本项目的原始feature有80 项,因此可以使用sns.heatmap查看missing value。sns.heatmap就是把二维数组进行颜色展示。,以下代码显示列缺失值的情况:

plt.figure(figsize=(20,8))
sns.heatmap(data = train_data.isna() , cbar=False)

heatmap

Note: cbar=False为是否在侧边栏显示color bar。在展示correlation 时,常用参数除了data, cbar还有 annot=True, cmap='RdYlGn',linewidths=0.2, annot_kws={'size':14}

填补缺失值(fill NA)

  • 查看缺失值情况:

先根据缺失值的数量做一个排序

pd.options.display.min_rows = 80 # 强制pandas显示80列数据
train_data.isna().sum().sort_values(ascending=False) # 按照降序排列

sorted na values

Note:其实train_data.isna().sum()可以看作是一个dictionary

  • 删除含有缺失值过多的列
drop_columns = ['PoolQC','MiscFeature','Alley','Fence','FireplaceQu','LotFrontage','GarageYrBlt']
train_data.drop(columns=drop_columns,inplace=True)
test_data.drop(columns=drop_columns,inplace=True)

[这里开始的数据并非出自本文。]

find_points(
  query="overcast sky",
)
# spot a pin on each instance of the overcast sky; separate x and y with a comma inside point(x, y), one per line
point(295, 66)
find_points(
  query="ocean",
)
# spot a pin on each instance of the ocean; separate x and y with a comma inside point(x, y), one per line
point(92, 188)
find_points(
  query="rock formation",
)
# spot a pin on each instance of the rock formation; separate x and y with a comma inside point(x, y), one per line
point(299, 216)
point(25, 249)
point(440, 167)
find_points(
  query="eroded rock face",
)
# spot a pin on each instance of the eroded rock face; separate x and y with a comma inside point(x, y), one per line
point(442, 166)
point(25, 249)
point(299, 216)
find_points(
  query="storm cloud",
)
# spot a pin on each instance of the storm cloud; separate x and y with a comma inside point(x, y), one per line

填补缺失值,可以把某一类的feature整合在一起,然后编写一个function统一处理。为了少写代码可以使用inplace=True,例如train_data[column_name].fillna('NA', inplace=True)

  • 填补缺失值为发生频次最多的value:
train_data[column_name].fillna(train_data[column_name].dropna().mode()[0],inplace=True)

# 也可以写成下面方式
train_data[column_name].fillna(train_data[column_name].mode(dropna=True)[0],inplace=True)

# fill na with mean
train_data[column_name].fillna(train_data[column_name].dropna().mean(), inplace=True)

Note: mode 的具体用法参考dataframe,官方给出的解释是Get the mode(s) of each element along the selected axis. The mode of a set of values is the value that appears most often.It can be multiple values.

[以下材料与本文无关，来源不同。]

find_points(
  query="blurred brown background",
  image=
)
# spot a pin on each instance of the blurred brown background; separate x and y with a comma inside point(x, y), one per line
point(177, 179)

mean 的用法参考source,其本身默认参数就是删除掉NA,然后计算其均值。

  • 查看categorical features
categorical_feature = [feature for feature in train_data.columns if train_data[feature].dtype == 'O']

查看 feature correlation

plt.figure(figsize=(30,18))
sns.heatmap(train_data.corr(), center=0, annot = True,cmap='RdYlGn', linewidths=0.2)

Note: sns.heatmap 对numerical feature都可以画图

correlation

使用hist 查看数据分布

sns.histplot(data=train_data,x = 'SalePrice', bins= 20)

histplot

Feature Engineering

先把train_data和test_data 合并在一起同时处理,

data= pd.concat([train_data.assign(ind='train'), test_data.assign(ind='test')],ignore_index=True)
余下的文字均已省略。